"The Hacker's Diet" is a book written by John Walker (yeah, the Autodesk guy). Originally published in 1991, the book is now available online at http://www.fourmilab.to/hackdiet/.

Walker's weight-loss plan (subtitle: "How to Lose Weight and Hair Through Stress and Poor Nutrition") compresses the functions of the human body into what he calls the rubber bag. Stuff more food in, and the bag stretches; put in less food, and the bag shrinks.

Walker, as an engineer, took an engineer's approach to being overweight: What does the system take as inputs and outputs? What can we adjust to get the desired result? In this case, how do we do that?

The body's inputs are, basically, foods and more foods. The system can be adjusted by controlling the quantity (and, to a lesser degree, quality) of food eaten, and by tweaking the rate calories are burned from the system (i.e. exercise). Walker says that either component of the system can be adjusted to some benefit, though the system works better as a whole than as discrete components.

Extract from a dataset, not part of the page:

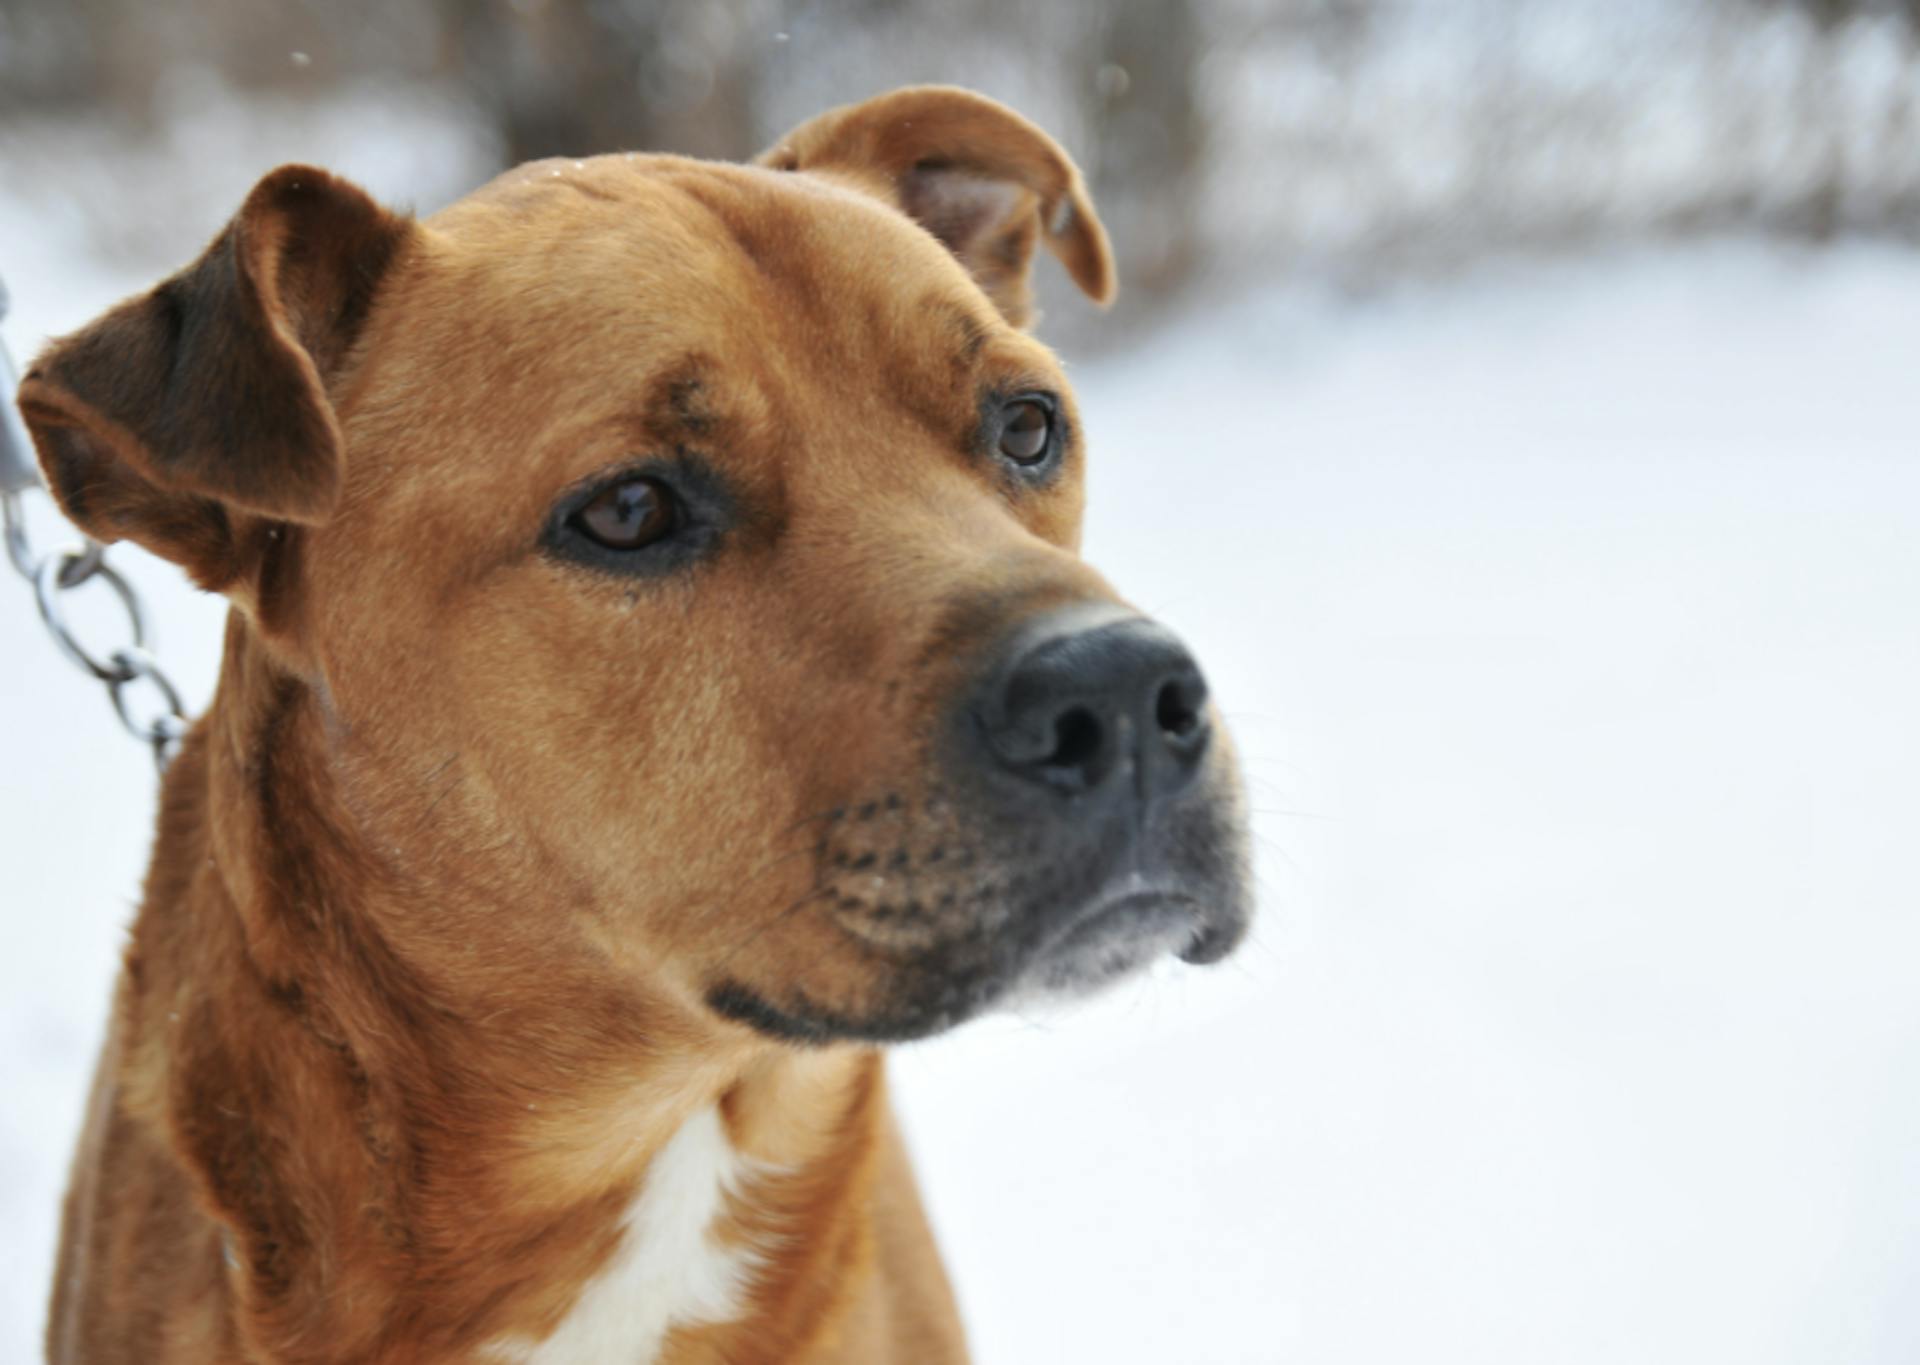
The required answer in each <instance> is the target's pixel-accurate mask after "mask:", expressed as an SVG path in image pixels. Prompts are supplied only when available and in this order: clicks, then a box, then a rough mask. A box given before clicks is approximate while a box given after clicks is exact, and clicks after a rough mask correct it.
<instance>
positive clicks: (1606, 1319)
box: [0, 223, 1920, 1365]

The plan apparently worked well enough for him: He claims to have lost 70 pounds in a year, and that he hasn't regained any of that weight. The system takes just fifteen minutes a day, and doesn't require any drastic changes of lifestyle.

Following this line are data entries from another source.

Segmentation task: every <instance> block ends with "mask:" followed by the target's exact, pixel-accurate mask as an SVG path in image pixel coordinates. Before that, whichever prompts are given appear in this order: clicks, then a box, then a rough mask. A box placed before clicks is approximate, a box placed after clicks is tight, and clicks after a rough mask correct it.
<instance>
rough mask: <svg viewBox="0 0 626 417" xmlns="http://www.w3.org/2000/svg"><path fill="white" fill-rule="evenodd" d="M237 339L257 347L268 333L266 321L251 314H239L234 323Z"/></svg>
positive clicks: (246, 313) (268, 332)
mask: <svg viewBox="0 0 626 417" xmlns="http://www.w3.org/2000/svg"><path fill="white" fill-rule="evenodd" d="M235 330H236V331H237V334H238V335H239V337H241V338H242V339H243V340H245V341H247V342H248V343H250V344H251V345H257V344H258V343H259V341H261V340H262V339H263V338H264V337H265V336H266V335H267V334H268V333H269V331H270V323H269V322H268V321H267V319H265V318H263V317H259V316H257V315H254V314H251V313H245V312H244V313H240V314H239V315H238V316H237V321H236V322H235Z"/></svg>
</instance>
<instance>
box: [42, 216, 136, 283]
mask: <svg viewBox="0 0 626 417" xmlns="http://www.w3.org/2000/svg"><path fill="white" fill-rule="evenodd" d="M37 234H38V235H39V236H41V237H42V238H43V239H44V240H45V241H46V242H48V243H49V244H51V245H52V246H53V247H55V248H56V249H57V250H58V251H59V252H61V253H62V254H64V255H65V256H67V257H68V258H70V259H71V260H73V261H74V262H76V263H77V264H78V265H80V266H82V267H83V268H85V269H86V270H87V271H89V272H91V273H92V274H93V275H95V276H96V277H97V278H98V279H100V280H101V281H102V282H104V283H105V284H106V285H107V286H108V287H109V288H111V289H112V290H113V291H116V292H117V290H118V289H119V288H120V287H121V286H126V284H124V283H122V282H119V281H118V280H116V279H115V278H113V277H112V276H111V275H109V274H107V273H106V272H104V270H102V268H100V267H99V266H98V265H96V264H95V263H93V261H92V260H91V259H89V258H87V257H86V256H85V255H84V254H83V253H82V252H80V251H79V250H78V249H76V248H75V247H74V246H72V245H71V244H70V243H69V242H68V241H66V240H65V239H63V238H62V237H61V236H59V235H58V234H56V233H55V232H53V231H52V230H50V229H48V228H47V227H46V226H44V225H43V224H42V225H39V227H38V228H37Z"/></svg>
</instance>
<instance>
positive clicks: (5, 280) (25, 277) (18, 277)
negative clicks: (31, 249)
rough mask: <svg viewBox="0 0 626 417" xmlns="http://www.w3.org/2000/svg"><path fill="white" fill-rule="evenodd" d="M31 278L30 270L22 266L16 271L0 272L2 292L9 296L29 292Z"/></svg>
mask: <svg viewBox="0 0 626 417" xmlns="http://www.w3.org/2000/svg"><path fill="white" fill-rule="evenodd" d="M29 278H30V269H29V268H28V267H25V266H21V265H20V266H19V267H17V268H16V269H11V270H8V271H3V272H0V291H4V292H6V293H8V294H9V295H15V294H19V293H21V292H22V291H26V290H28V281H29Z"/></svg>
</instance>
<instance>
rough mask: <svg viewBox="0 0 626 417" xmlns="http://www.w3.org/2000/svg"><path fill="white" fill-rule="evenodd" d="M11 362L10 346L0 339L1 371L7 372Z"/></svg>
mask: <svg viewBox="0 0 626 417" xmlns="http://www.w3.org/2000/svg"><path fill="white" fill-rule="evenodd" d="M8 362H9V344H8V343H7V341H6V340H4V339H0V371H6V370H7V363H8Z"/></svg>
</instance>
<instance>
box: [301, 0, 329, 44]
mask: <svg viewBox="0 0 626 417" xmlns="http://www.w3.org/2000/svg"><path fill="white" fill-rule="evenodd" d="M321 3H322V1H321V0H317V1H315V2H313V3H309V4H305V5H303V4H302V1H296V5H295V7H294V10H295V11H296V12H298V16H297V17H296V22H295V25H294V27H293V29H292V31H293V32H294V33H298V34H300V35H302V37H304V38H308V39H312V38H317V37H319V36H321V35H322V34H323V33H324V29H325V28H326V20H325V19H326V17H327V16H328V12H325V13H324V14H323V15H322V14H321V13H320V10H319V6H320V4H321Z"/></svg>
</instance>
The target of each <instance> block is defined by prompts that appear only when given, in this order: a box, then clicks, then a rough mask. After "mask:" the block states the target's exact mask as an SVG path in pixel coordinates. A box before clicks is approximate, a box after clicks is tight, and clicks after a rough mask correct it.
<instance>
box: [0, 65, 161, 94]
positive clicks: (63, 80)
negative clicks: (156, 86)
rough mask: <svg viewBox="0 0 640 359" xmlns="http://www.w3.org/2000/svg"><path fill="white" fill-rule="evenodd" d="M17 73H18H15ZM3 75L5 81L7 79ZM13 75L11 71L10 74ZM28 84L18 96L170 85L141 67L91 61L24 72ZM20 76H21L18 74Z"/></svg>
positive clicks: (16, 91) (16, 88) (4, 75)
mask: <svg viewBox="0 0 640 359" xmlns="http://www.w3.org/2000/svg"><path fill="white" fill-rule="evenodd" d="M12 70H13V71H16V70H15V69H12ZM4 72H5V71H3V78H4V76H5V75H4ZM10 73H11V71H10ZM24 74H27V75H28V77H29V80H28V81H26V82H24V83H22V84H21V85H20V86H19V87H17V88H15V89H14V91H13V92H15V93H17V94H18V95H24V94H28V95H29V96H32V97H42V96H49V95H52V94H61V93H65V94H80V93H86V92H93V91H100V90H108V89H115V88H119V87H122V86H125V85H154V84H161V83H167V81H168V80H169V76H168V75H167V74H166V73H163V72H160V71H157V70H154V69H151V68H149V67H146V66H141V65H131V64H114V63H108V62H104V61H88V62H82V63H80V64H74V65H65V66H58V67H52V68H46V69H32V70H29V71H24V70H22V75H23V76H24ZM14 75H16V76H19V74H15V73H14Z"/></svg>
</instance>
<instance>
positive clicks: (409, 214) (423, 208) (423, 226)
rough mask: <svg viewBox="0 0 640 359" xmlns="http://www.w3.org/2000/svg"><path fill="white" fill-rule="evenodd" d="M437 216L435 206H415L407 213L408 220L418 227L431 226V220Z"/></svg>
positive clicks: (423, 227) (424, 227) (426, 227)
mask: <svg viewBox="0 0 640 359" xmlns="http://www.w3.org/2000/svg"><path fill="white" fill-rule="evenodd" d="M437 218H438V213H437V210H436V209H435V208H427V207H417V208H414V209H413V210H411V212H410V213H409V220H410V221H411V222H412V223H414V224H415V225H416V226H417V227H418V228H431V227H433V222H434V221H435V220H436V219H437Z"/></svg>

This book is just plain funny, and disturbingly insightful. Maybe it's because I'm a geek, so I know where the author is coming from, but I found it eminently readable. Heck, I read it a few months back (when I was in my "I'm fat, so fucking what?" phase) and thought it was funny then too.

Yeah, I know, there's not much to this node yet. I plan to give the whole thing a while, inspired by the second writeup for Uberman's Sleep Schedule, and add to this node in a while.

Reference: The Hacker's Diet (dude. The URL is up there. No, really.)